I’ve always thought you should judge organisations on how they treat their lowest-paid staff, in this case volunteers. Seedy Sunday treats you like royalty, not just waiving the entrance fee and making you feel special for pitching up, but giving you free tea and cake (cake!) and a big bag of chocolates as you leave. This is for a two-hour stint of stewarding. Two short hours of very well-behaved, smiley, non-heckling punters.

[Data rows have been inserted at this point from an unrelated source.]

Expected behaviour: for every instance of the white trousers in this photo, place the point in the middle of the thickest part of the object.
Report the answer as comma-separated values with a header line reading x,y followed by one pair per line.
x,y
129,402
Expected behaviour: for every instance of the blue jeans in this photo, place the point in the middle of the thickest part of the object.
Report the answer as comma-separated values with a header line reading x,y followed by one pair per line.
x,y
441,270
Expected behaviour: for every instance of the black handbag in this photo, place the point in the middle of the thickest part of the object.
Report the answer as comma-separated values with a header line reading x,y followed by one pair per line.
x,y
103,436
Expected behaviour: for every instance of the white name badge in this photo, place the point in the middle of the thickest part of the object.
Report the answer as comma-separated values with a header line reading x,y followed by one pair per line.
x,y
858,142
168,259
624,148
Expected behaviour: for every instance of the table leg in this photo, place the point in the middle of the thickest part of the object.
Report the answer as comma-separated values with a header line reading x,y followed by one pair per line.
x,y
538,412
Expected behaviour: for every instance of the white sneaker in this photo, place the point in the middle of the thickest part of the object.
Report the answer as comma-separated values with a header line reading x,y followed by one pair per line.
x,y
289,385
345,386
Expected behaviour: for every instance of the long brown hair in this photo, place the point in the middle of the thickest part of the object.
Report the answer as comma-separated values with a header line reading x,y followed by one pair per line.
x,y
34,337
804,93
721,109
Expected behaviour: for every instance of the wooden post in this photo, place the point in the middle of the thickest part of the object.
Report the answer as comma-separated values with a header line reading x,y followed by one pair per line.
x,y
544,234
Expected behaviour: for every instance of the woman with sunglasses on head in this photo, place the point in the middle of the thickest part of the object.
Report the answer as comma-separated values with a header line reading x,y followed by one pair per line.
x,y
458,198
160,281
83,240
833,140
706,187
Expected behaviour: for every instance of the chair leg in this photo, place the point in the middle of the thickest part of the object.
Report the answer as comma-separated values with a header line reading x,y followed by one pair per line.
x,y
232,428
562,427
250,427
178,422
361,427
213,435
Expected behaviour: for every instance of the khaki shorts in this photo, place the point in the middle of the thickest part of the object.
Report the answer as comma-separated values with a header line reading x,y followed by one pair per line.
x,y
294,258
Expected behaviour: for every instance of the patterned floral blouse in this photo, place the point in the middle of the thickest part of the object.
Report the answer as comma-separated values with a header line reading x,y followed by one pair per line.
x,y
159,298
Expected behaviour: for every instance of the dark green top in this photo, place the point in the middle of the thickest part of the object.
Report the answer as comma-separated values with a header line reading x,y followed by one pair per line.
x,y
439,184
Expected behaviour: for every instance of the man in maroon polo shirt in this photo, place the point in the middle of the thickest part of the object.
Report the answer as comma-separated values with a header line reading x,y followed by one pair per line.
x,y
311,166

The new bigger venue takes away some of the cosiness – with a market hall in the gym and separate rooms elsewhere for the seed swap and talks – but then there are so many people flocking in that the extra space means you can get near the tables without sharpening your elbows. The range of stalls in the market hall was really impressive and I am kicking myself for not saving my pennies for buying my fruit trees there rather than online. The plants on sale there were generally bigger and in much better nick than some of those I’ve received in the post (my pitiful damson stick being a case in point), plus it’s so helpful to be able to talk to & get advice from the people selling them. My favourite 3 are Thomas Etty. Pennard Plants and the Heritage Seed Library – to be fair though, that goes for most edibles fairs…

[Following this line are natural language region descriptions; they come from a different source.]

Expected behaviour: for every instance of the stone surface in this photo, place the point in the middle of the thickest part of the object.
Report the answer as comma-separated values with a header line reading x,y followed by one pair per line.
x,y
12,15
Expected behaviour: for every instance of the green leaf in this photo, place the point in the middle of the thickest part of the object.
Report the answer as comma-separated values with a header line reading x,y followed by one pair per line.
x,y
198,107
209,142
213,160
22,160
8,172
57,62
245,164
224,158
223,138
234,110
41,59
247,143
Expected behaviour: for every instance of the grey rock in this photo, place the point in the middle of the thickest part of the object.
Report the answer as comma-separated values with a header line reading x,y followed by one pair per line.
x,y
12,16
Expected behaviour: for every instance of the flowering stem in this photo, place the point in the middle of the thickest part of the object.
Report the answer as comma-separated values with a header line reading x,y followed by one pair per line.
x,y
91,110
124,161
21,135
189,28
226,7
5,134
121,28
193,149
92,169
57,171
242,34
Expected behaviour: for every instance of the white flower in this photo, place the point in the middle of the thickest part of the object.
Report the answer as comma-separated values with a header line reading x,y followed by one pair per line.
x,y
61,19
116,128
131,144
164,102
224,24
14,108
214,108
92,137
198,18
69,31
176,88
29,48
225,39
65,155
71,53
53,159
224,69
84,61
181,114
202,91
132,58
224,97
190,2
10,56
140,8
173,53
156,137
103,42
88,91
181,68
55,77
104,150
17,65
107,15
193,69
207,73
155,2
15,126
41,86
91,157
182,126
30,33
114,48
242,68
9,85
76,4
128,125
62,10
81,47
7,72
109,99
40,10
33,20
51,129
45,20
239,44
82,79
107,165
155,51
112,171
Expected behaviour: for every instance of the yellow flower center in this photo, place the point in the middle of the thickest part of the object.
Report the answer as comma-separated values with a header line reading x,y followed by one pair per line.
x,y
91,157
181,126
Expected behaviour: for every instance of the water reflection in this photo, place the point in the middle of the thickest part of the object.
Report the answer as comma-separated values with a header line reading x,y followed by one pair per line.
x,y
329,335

The presentations were generally great too, bar the one on pesticide use which I felt could have been less Eeyore-ish and doom-laden. It’s a chance to hear what else is going on in the world of seeds & growing. I definitely want to keep tabs on Dr Adrian Ely’s work at the Science Policy Research Unit, Uni of Sussex on seed development & patenting (not something I like the sound of) and the Open Source Seed Initiative. And I was pointed in the direction of Laura Pottinger, who’s had (for me) a dream PhD topic of looking at how & why people save seeds. I am very much looking forward to reading her findings when they go online.
OSSI is a genuinely brilliant concept and supported by seed companies like Real Seeds, who’ve just recovered from the website-crashing onslaught of orders brought on by a mention in an Observer article. On that tangent, Thomas Etty said they had 160 orders for skirret when Vicki Cooke from Hampton Court’s kitchen garden featured it in the Telegraph.

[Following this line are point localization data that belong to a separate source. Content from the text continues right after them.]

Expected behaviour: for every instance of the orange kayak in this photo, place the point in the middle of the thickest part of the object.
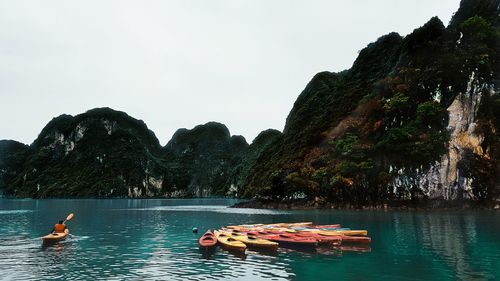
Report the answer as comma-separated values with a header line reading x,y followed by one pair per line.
x,y
55,237
208,239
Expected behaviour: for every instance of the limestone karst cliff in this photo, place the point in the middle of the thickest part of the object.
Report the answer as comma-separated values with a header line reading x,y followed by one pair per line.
x,y
415,118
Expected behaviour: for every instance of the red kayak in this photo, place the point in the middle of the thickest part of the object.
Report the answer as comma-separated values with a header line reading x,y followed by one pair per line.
x,y
322,239
208,239
319,226
290,240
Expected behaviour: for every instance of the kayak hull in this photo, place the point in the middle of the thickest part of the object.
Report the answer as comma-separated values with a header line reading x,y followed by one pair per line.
x,y
55,237
230,243
207,240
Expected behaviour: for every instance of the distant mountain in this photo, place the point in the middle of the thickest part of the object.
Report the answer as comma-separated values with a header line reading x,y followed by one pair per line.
x,y
106,153
203,161
415,118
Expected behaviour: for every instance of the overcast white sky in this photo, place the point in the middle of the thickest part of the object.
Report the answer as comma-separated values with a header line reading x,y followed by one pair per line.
x,y
176,64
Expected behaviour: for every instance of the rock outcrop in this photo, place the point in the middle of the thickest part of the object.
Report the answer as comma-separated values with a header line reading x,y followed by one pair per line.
x,y
415,118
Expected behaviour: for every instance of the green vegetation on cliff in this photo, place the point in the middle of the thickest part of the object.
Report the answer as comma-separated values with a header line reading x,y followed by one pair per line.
x,y
106,153
386,128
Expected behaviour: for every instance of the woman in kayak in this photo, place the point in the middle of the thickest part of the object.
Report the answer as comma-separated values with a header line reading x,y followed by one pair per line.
x,y
59,227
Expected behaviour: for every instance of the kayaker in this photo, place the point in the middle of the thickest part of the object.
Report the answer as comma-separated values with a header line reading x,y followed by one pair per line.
x,y
59,227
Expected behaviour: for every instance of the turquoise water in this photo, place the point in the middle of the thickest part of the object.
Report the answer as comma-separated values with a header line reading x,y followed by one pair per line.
x,y
152,240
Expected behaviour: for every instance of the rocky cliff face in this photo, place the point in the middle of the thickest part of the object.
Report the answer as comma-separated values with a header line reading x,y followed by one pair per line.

But two things from the event make me wonder a) if people trust self-saved seeds from others, and b) whether there shouldn’t be more emphasis on teaching practical seed saving: cleaning and drying the seed too but most importantly pollination and isolation.
The first was that my carefully saved cucurbit seeds were going to be thrown away. Being the slightly obsessive person I am, I checked what was happening, and was told that there was a general distrust of self-saved anything which doesn’t self-pollinate, squash seeds in particular. But it was really interesting to see squash and courgette seeds were one of the first to run out, along with broad beans & beetroot. All of which need isolating so they breed true.
The second was that audience statistics (we were given techy clicky things!) from the SPRU presentation showed that 85% said they saved their own seeds, 91% wanted to go home with seeds from the event but only 37% brought some to swap.
It was a small sample (about 100) and there wasn’t time to go into why, but, from questions popping up everywhere on growing forums right now, it seems people are keen to save seed, but don’t know how to – or perhaps don’t have the confidence or patience to, or just don’t want to listen (that last is born of my frustration with an exchange about saving beetroot seeds!). Being a bit of a seed nerd I want to do more to spread the word that it’s not difficult – and I hope that the Twitter seed circle (now open, please join!) will help encourage more people to try.
I’ve come away with some real finds from the stalls and from the swaps table this year, including Upper Ground Sweet Potato Squash, which is irresistably described as a ‘going the way of the dinosaurs if people don’t work to save it’. I also bagged some great potato varieties, Hungry Gap kale, Afghan Purple carrots, cardoons, calçots, and the intriguingly named Belhomme’s Fortuna Potato Leaf tomato, about which there is very little information.
More importantly my will-power held and I DIDN’T come home with a nectarine, a medlar, a jostaberry or two nor any intriguing herbs. That’s for next year when my plots are fully tamed*. Total spend: £2.00 – plus a train ticket.